Gustavo L Rossi, Ricardo Mentz, Santiago Bertone, Guillermo Ojea Quintana, Soledad Bilbao, Victor M Im, Carlos A Vaccaro
Diseases of the Colon and Rectum 2014, 57 (12): 1384-90

BACKGROUND: Over the past few years, the laparoscopic peritoneal lavage has emerged as a therapeutic alternative to standard resection procedures. However, its effectiveness and applicability remain debatable.

OBJECTIVE: The aim of this study was to assess laparoscopic lavage in controlling abdominal sepsis secondary to purulent peritonitis.

DESIGN: This study was conducted as a retrospective analysis of prospectively collected data.

SETTING: This study was conducted at a single tertiary care institution.

PATIENTS: Patients requiring emergency surgery for perforated diverticulitis and generalized peritonitis between June 2006 and June 2013 were identified from a prospective database. Laparoscopic assessment was considered in all of the hemodynamically stable patients, and laparoscopic lavage was performed according to intraoperative strict criteria.

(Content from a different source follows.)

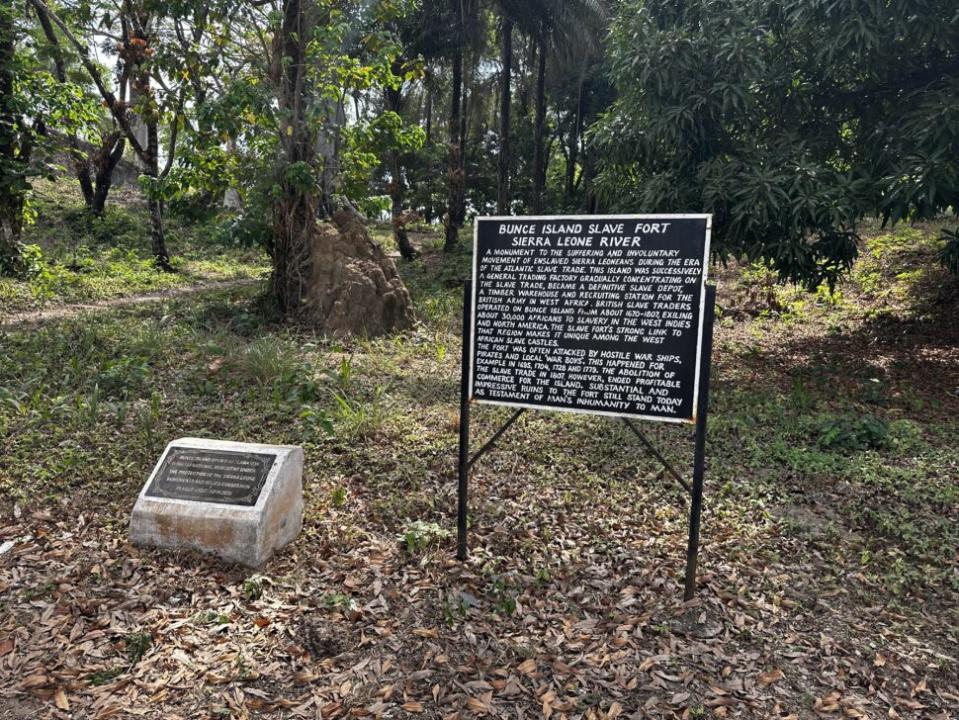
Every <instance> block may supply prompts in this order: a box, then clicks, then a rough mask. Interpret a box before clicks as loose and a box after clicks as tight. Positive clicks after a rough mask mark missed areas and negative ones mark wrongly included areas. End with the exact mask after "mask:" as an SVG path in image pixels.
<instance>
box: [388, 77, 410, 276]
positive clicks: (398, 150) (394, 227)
mask: <svg viewBox="0 0 959 720" xmlns="http://www.w3.org/2000/svg"><path fill="white" fill-rule="evenodd" d="M402 72H403V68H402V63H401V62H400V61H399V59H397V60H395V61H394V62H393V74H394V75H397V76H402ZM385 94H386V97H385V100H386V109H387V110H388V111H391V112H395V113H396V114H397V115H399V114H400V113H401V112H402V110H403V86H402V84H401V85H400V86H399V87H397V88H391V87H388V88H386V90H385ZM389 162H390V175H391V178H390V200H391V201H392V203H391V208H390V216H391V219H392V225H393V238H394V239H395V240H396V246H397V247H398V248H399V250H400V255H401V256H402V258H403V259H404V260H413V259H415V258H416V250H415V249H414V248H413V245H412V243H411V242H410V237H409V235H408V234H407V232H406V215H405V213H404V211H403V204H404V202H405V199H406V184H405V181H404V180H403V163H402V162H401V158H400V153H399V150H397V149H396V148H391V149H390V151H389Z"/></svg>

MAIN OUTCOME MEASURES: Primary outcomes were the effectiveness and applicability of laparoscopic lavage. Secondarily, feasibility, morbidity, and mortality were also assessed.

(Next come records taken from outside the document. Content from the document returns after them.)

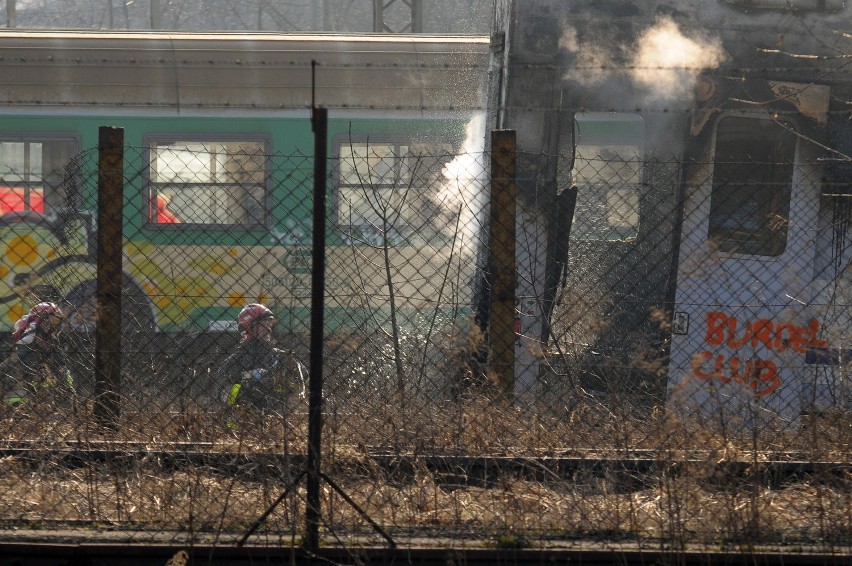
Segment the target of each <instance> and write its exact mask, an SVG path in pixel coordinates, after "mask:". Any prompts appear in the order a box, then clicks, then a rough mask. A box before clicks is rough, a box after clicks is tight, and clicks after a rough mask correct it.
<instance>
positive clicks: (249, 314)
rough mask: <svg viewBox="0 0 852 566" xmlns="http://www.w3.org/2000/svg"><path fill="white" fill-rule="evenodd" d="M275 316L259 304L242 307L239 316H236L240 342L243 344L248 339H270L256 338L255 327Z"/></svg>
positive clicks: (270, 312) (259, 336) (273, 314)
mask: <svg viewBox="0 0 852 566" xmlns="http://www.w3.org/2000/svg"><path fill="white" fill-rule="evenodd" d="M274 318H275V314H274V313H273V312H272V311H271V310H269V308H268V307H267V306H266V305H261V304H260V303H252V304H250V305H246V306H244V307H243V310H241V311H240V314H238V315H237V328H238V329H239V331H240V342H245V341H246V340H248V339H249V338H258V337H260V338H263V339H265V340H269V339H270V338H271V337H266V336H262V337H261V336H258V334H257V331H256V327H257V323H258V322H260V321H261V320H265V319H274Z"/></svg>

RESULTS: Seventy-five patients required emergency surgery for generalized peritonitis secondary to perforated diverticulitis. Forty-six patients who underwent laparoscopy presented a purulent generalized (Hinchey III) peritonitis and were examined under the intention-to-treat basis to perform a laparoscopic lavage. Thirty-two patients (70.0%; 95% CI 56.2-82.7) had no previous episodes of diverticulitis. Thirty-six patients (78.0%; 95% CI 66.3-90.1) had free air on a CT scan. The conversion rate was 4% (95% CI 0-10). The feasibility of the method was 96.0% (95% CI 90.4-100), and its applicability was 59.0% (95% CI 44.8-73.2). Median operative time was 89 minutes (range, 40-200 minutes). Postoperative morbidity was 24.0% (95% CI 11.7-36.3), and the mortality rate was 0%. We registered 5 failures, and all of them underwent reoperation. The effectiveness of the procedure was 85% (95% CI 76-93).

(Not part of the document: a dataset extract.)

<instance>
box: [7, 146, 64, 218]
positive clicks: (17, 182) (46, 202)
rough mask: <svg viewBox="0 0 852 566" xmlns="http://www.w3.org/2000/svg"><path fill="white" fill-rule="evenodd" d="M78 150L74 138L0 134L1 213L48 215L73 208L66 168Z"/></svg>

LIMITATIONS: This was a single-institution retrospective study.

CONCLUSIONS: The effectiveness of laparoscopic lavage seems to be high. Although its applicability is lower, it could be applied in more than half of patients requiring emergency surgery. This alternative strategy should be considered when laparoscopic assessment reveals Hinchey III diverticulitis.